Rome — Le chef du gouvernement italien, Silvio Berlusconi, a annoncé hier soir être parvenu à un accord avec les maires des communes concernées pour résoudre la crise des déchets qui touche Naples, dans le sud de l'Italie, et des localités de sa banlieue.

«À l'issue d'un débat approfondi, nous avons trouvé une solution», a déclaré à la presse Berlusconi après une rencontre à Naples avec les maires des 18 communes touchées d'une manière ou d'une autre par cette crise. «La seconde décharge de Terzigno, prévue par la loi, ne sera pas ouverte et nous procéderons aux modifications législatives nécessaires», a annoncé le chef du gouvernement, sans préciser les mesures qui permettront de nettoyer les rues couvertes d'ordures. Depuis deux semaines environ, la localité de Terzigno, près de Naples, a été le théâtre de violents heurts entre policiers et riverains qui réclament la fermeture de la décharge à ciel ouvert et rejettent l'idée de l'ouverture d'une seconde. Durant des années, la mafia napolitaine a infiltré le juteux marché de la gestion des déchets dans la région de Naples.

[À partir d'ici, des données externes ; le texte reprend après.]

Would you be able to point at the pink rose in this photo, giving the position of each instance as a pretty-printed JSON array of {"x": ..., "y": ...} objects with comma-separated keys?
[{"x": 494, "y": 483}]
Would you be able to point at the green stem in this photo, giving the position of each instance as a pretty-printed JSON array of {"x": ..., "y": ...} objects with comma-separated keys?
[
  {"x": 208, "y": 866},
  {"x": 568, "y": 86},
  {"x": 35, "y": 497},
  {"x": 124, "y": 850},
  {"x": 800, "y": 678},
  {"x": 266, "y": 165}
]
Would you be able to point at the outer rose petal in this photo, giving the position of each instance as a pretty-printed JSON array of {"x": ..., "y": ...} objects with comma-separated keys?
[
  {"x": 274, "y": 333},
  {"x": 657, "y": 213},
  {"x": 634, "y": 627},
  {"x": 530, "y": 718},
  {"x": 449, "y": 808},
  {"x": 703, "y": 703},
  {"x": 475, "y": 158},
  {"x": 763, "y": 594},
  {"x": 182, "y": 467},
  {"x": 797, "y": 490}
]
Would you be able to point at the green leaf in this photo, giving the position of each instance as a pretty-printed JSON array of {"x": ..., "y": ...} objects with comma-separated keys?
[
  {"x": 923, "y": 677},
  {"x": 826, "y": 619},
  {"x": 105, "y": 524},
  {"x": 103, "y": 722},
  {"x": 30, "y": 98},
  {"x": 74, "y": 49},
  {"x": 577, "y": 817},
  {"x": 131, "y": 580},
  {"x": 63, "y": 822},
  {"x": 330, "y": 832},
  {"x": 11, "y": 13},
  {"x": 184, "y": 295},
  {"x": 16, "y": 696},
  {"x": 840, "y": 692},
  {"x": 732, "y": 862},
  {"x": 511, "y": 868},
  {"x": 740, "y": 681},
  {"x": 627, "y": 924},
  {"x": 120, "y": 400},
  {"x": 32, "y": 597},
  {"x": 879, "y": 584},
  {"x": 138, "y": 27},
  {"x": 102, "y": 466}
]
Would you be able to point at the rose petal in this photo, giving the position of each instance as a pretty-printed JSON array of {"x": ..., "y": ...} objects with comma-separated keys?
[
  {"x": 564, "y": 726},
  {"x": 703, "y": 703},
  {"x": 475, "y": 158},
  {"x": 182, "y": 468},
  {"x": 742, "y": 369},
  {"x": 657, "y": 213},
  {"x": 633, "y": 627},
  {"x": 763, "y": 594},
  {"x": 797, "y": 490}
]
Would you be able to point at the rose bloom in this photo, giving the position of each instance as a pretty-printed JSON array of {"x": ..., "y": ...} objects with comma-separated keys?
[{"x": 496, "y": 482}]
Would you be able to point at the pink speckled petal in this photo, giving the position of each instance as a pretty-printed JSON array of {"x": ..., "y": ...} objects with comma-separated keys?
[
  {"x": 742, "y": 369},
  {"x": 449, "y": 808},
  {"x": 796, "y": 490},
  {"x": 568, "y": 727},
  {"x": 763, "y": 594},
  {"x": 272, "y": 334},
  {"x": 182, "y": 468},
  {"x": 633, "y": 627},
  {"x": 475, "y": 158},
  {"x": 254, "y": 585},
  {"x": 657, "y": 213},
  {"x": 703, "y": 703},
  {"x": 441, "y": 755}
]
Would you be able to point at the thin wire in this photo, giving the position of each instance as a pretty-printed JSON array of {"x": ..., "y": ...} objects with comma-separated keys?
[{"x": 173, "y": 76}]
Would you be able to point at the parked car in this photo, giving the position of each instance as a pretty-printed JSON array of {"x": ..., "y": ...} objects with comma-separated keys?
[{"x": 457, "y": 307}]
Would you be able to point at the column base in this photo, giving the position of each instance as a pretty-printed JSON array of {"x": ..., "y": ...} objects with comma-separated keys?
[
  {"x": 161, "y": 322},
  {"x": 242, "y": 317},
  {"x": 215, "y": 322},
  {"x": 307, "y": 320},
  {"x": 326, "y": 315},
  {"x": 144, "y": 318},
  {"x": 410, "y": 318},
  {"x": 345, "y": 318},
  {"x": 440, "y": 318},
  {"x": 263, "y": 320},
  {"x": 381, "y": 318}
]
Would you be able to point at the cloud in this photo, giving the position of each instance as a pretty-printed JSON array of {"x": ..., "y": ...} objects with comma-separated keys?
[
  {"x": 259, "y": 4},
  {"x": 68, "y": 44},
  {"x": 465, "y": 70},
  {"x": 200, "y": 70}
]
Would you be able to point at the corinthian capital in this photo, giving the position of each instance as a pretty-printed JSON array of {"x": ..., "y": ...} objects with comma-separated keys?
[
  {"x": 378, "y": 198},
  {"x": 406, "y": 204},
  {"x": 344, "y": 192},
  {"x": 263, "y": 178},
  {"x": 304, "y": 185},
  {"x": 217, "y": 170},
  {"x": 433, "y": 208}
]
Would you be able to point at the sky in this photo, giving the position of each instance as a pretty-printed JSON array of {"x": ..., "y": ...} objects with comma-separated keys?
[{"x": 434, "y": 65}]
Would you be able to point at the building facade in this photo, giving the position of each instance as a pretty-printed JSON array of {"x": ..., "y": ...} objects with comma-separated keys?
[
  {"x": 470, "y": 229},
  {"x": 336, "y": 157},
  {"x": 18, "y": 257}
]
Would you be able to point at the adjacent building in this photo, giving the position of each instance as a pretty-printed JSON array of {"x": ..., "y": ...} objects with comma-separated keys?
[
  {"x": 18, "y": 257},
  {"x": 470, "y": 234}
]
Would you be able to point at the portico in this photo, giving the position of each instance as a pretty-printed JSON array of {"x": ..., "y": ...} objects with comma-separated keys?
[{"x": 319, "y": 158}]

La crise de 2007-2008, quand la ville avait fait la une de la presse mondiale avec des photos du centre historique envahi d'immondices, avait contribué à la victoire de Silvio Berlusconi aux législatives de 2008 et à son retour au pouvoir.
1 commentaire
  • Bernard Terreault - Abonné 30 octobre 2010 10 h 23

    J'y étais justement

    Il y deux semaines, en route pour Pompei, nous avons traversé la banlieue de Naples. Il n'y a pas que les ordures qui jonchent les rues, les champs et même des autoroutes, il y a dans cette région une misère, des maisons sales et décrépites, des serres abandonnées au carreaux cassés, qui m'ont fait penser au tiers monde, Lima ou Casablanca.